Niente, è che stavo discutendo con un amico di un capolavoro purtroppo fuori catalogo, e non ci ricordavamo un dettaglio e, siccome ho ricopiato a lui il passaggio che ci interessava, a ‘sto punto lo incollo anche a voi, ché quando uno è bravo bisogna fare opera di diffusione. (Non è che la Sperling farebbe un soldo di danno, a ristamparlo, eh.)

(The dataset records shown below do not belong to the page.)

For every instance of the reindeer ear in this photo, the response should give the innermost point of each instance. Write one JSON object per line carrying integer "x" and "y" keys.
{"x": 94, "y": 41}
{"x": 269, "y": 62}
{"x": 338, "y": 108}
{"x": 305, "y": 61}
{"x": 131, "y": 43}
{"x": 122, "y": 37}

Massimo D’Alema è l’italiano che non c’è. Lucido, ossessivo, decisionista, supponente. Ogni tanto ne appare qualcuno: Fanfani, Craxi, Sacchi, Borrelli. L’unico grande attore che avrebbe potuto interpretarli era Ugo Tognazzi. Invece pensate a quanti, da Sordi in giù, saprebbero recitare la parte di Berlusconi, Di Pietro, Andreotti, Prodi, Veltroni. L’Italia che c’è. Quella dei proclami roboanti e delle mezze misure, dei peccatori pentiti e del contropiede in fuorigioco.

Comments so far:

  1. by miic on ottobre 26th, 2009 at 2:16

    e manco quello ad aggiornarlo

  2. by Guia Soncini on ottobre 26th, 2009 at 3:00

    ma son sempre gli stessi, non è che ci sia molto da aggiungere. forse è giusto morto il cane di rutelli.

  3. by Elena on ottobre 26th, 2009 at 11:38

    Chiaramente un cretino. L’unico attore che in Italia avrebbe potuto recitare la parte di D’Alema è Gassman.